Is the ADF Copy Activity Mapping Service reliable?

Patrick Fraioli 0 Reputation points Microsoft Employee
2024-08-12T16:46:31.5366667+00:00

TLDR;
My expectations of how the mapping behaves is somewhat different to what I’ve found (quite willing to be educated though 😊).

I had the following expectations when it came to mapping:

1.        No need to map every source and sink property – only the one’s that you want to come through – the rest would be ignored

2.        No dangerous inference for un/badly mapped property(s) – they’re just ignored.

3.        No dependence on sink table column ordinality for the source property(s) to be able to find their way to their appropriate target columns.
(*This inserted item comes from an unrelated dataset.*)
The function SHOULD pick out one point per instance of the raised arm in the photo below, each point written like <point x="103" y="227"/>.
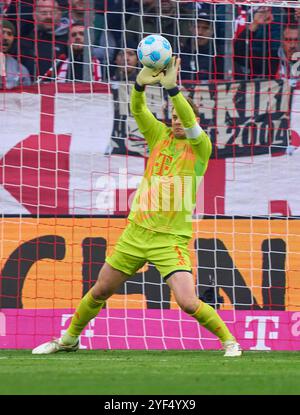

My experience so far, suggests to me that the use of the term “mapping” is a bit misleading, due to the very exacting conditions (unless I was doing something wrong :D) required to get data to come through correctly. What is even more problematic, is that data can still come through, but be potentially mislocated, which only may become apparent after intense inspection. The observations and findings above, make me think that column ordinality is at the root of successful mapping.

Question:
Are my expectations above reasonable Or have I misunderstood a fundamental?
Is there perhaps an alternative implementation pattern to get the functional behaviour I seek?
Have I been doing something wrong? (see the following Details)

Thanks for reading, and taking the time to respond.
My Best,
Patrick Fraioli

Details
Whilst getting to grips with this aspect of ADF-related technology, there have been a few problem scenarios that have arisen, in which the mapping of source field/property(s) has affected their successful arrival in the designated data sink (usually a Kusto table).

Scenario

1.        Reading some RESTFUL API output, coming as an array of JSON object(s).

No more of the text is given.